Yes, I know that. But what does it matter? We’ve established that you’re not going to date nor breed with either of them, in fact you probably won’t even meet either of them in person. Why do you need to differentiate between them?
You’re not really answering the question, you’re simply repeating your materialistic definition.
Because it tells you things about that person’s identity. It doesn’t reduce us to a malleable substrate that is subject only to what we tell people our identity is at the time.
And how do you know? There are innumerable things about the people in your life that you know nothing about, including, I’ll bet, whether or not they are transgendered. Why are you so against something that will most likely never make itself apparent to you? (directed at mswas)
What does it tell you about their identity? How does this knowledge alter how you interact with them? And I mean you specifically, as a married man with a child who is not going to attempt to impregnate the woman in question.
That people are given their cross to bear so to speak. They are who they are, and we should work on understanding who and what that is, rather than pretending that things can be altered with surgery. Who they were before the surgery is just as much a part of who they are after the surgery, just as any other big life change. Who I was before I had a baby is relevant, it’s part of who I am, part of my identity, that doesn’t change just because I change the paradigm. The way people are identifying it here, we should ignore that.
Removing the context makes the argument irrelevant. We are talking on an internet message board, so it’s not terribly important what they are, but that doesn’t mean I am going to give the word woman over to being twisted to mean whatever people want it to mean. Until I see that I am overwhelmed by public opinion on the subject I will continue to use woman the way I have been and transgender the way I have been.
So without context involved then yes, the word woman has purely a materialistic biological distinction, but identity as an individual means more than that. Cutting a hole in someone’s crotch and inverting their penis doesn’t change the unalterable facts about who they are and the sum of their identity.
Yes, but do you go around telling new people you meet that you used to be childless? If you do, then the rest of what I say is moot, but I’ll wager you don’t; you tell people you have a child currently.

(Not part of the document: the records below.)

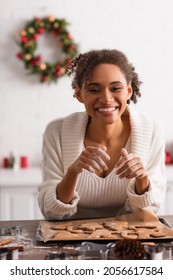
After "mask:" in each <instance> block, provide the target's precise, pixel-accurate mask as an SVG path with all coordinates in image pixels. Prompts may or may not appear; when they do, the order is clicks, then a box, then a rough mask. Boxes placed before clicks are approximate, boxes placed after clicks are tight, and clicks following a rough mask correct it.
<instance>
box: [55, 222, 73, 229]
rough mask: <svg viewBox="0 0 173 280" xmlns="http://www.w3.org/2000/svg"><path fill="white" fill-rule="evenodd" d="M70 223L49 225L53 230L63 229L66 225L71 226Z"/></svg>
mask: <svg viewBox="0 0 173 280" xmlns="http://www.w3.org/2000/svg"><path fill="white" fill-rule="evenodd" d="M71 225H72V223H60V224H57V225H54V226H52V227H50V229H53V230H61V229H62V230H65V229H66V228H67V227H69V226H71Z"/></svg>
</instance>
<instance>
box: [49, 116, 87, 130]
mask: <svg viewBox="0 0 173 280" xmlns="http://www.w3.org/2000/svg"><path fill="white" fill-rule="evenodd" d="M85 117H86V112H75V113H72V114H70V115H67V116H65V117H61V118H57V119H54V120H52V121H50V122H49V123H48V124H47V126H46V129H45V132H46V133H54V132H59V131H60V130H61V128H62V126H63V124H64V123H67V124H69V125H70V124H73V125H74V124H75V123H76V122H81V121H82V120H83V119H84V118H85Z"/></svg>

In the same way, why should transgenders go around telling people they used to be male/female? Can’t they just say they’re female/male now?
OK, but if you meet a woman, say at work. It’s a desk job. Her gender doesn’t affect her work. Her gender only affects your interactions in the sense that she’s now a woman, so you’ll interact with her as a woman (in whatever difference that makes to you, because I don’t really understand why you’d interact differently with female and male coworkers).
What possible need could you have for the information that she used to present as a different gender? So you can treat her differently? Why? She’s a woman NOW and that’s what’s important NOW. She wants to be treated as a woman, just like any other woman. Why would her past matter?
Would you also expect her to reveal other personal information that’s none of your business? Do you expect her to tell you about her health history? Her childhood? Her sexual kinks? Her past marital status? Her finances and financial history?
I can’t imagine why transgendered individuals deserve any more or less consideration than anyone else. We have a much responsibility to accept them as we do anyone else. Would we have any reason to treat them with less respect or consideration than we would anyone else because they changed their gender?